Namely, vCard v2.1 received from Siemens cx65 with UTF8-encoded Russian characters gets imported as containing only '?' signs in all such text fields *except* for FN. In a dialog it's viewed fine in the preview pane (the text viewed represents what becomes that same FN later).

Anatoly Ershov
ershov <> nice.ru
Comment 3 Sebastian Piechocki 2005-05-17 23:30:55 UTC
Same with my kaddressbook
Kaddressbook Version: 3.3.2 (KDE 3.3.2)
Operating System: Linux (i686) 2.6.11.6 (Debian testing)

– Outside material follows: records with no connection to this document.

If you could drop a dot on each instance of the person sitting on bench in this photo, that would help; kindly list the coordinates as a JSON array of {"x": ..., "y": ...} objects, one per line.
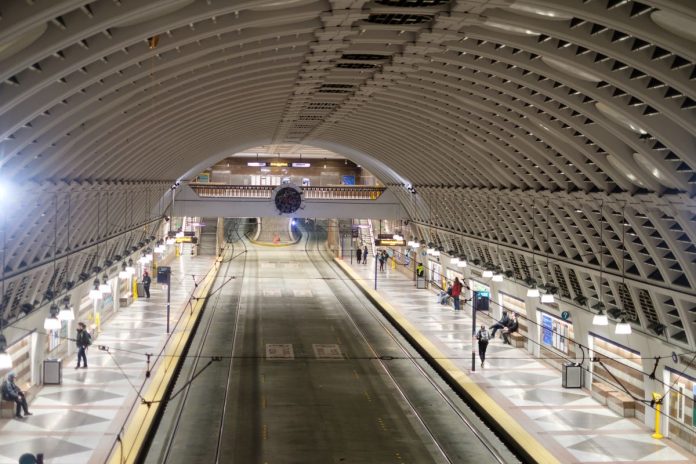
[{"x": 11, "y": 392}]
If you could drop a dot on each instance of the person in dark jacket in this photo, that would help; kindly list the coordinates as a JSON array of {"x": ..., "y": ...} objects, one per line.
[
  {"x": 83, "y": 339},
  {"x": 510, "y": 328},
  {"x": 501, "y": 324},
  {"x": 11, "y": 392},
  {"x": 146, "y": 284},
  {"x": 482, "y": 336},
  {"x": 456, "y": 292}
]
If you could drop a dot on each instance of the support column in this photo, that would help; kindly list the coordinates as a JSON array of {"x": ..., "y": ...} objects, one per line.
[{"x": 533, "y": 332}]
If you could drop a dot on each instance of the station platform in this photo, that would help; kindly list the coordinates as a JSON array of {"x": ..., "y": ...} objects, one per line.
[
  {"x": 568, "y": 423},
  {"x": 79, "y": 420}
]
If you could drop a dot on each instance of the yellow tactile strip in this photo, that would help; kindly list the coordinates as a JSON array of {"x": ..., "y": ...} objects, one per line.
[
  {"x": 140, "y": 421},
  {"x": 496, "y": 417}
]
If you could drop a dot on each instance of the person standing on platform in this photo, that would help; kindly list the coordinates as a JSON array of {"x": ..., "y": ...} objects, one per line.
[
  {"x": 482, "y": 336},
  {"x": 83, "y": 340},
  {"x": 11, "y": 392},
  {"x": 146, "y": 284},
  {"x": 511, "y": 327},
  {"x": 501, "y": 324},
  {"x": 456, "y": 292}
]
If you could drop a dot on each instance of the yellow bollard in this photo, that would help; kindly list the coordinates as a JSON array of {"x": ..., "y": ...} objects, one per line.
[{"x": 657, "y": 398}]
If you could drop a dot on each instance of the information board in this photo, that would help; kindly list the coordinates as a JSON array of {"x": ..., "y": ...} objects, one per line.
[{"x": 547, "y": 326}]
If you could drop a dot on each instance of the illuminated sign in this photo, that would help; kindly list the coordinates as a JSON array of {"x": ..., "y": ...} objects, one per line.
[
  {"x": 390, "y": 242},
  {"x": 187, "y": 239}
]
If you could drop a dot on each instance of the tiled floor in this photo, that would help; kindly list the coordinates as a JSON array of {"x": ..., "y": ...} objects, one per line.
[
  {"x": 77, "y": 422},
  {"x": 571, "y": 424}
]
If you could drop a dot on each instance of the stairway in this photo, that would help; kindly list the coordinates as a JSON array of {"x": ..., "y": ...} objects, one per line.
[
  {"x": 208, "y": 240},
  {"x": 366, "y": 235}
]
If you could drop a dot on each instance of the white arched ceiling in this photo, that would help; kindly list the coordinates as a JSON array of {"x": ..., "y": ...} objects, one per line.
[{"x": 553, "y": 138}]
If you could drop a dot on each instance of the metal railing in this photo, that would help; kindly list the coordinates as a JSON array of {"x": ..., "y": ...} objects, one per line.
[{"x": 342, "y": 192}]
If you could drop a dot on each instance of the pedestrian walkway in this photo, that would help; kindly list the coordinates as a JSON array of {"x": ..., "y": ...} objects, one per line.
[
  {"x": 570, "y": 424},
  {"x": 78, "y": 421}
]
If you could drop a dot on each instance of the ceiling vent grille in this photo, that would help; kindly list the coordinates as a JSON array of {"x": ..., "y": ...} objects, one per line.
[
  {"x": 412, "y": 3},
  {"x": 357, "y": 66},
  {"x": 363, "y": 57},
  {"x": 398, "y": 19}
]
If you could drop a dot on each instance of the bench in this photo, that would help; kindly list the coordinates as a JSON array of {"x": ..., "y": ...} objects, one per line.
[
  {"x": 621, "y": 403},
  {"x": 600, "y": 392},
  {"x": 517, "y": 340},
  {"x": 7, "y": 408}
]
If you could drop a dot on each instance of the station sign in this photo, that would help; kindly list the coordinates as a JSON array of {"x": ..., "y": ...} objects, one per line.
[
  {"x": 187, "y": 239},
  {"x": 390, "y": 242}
]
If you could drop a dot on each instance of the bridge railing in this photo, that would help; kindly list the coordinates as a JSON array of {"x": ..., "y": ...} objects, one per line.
[{"x": 342, "y": 192}]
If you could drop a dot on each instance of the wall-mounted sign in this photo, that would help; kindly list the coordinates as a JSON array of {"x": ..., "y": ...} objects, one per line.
[
  {"x": 547, "y": 325},
  {"x": 390, "y": 242},
  {"x": 187, "y": 240}
]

Importing vCard v2.1 from Siemens SX1 makes in imported contact some japanese characters. My source vCard file is UTF-8 encoded. I am using polish language.
Comment 4 Bruno Gabuzomeu 2005-08-27 11:31:29 UTC
The same happens when importing v3.0 cards:
the special characters are corrupted importing from a local *.vcf file, no matter if the file is in UTF-8 or ISO-8859-2 charset.

Nevertheless, adding the *.vcf file as an additional addressbook solves the problem: it correctly import the special characters, no matter if the file is in UTF-8 or ISO-8859-2 charset!
Comment 5 dexen 2006-09-06 18:01:16 UTC
Same for me, when loading vCard over GroupDav, with fields in charset:UTF-8.

AFAI can trace this, it's result of patch from http://bugs.kde.org/show_bug.cgi?id=72380

Two calls to ``QString::fromUtf8( value.ascii() )'' seems to be superfluous. It appears to me like the data is getting de-coded (through some UTF8-to-internal-SQtring-format) twice. Or, in case it's UTF8 that makes internal format of QString, once. Anyway, one time too much.

Reason of my belief: when i used data UTF8-encoded, but removed the ``charset:utf-8'' bit, it shows up just OK.
Comment 6 Jiri Navratil 2007-07-22 12:31:39 UTC
My troubles are related to this bug.

KAddressBook 3.5.6 is using UTF-8 for vCards. Unfortunately the option ;CHARSET=UTF-8 is not stored in relevant fields. This is not in line with vCard 2.1 specification but mainly, this not allow sharing vCards with UTF-8 chars with other applications / devices, as these characters are after transfer wrong.

Solution is to use ;CHARSET=UTF-8 option for storing fields with UTF-8 encoding and to read correctly fields with ;CHARSET=UTF-8 
Comment 7 Philipp Sternberg 2007-11-05 14:26:51 UTC
yeah, can confirm this  for 3.5.7
Comment 8 Martin Koller 2008-01-05 12:40:59 UTC
*** Bug 98165 has been marked as a duplicate of this bug. ***
Comment 9 Martin Koller 2008-01-06 23:02:25 UTC
SVN commit 758100 by mkoller:

BUG: 98790
Correctly handle CHARSET attribute in vcard parsing
and handle given string as plain C-byte array


 M  +2 -2      vcardformatplugin.cpp  
 M  +1 -1      vcardparser/testread.cpp  
 M  +25 -11    vcardparser/vcardparser.cpp  


WebSVN link: http://websvn.kde.org/?view=rev&revision=758100
Comment 10 Tobias Koenig 2009-08-05 16:22:30 UTC
The development of the old KAddressBook will be discontinued for KDE 4.4.
Since the new application has the same name, but a completly new code base we close all bug reports against the old version and ask the submitters to resend there reports against the new product.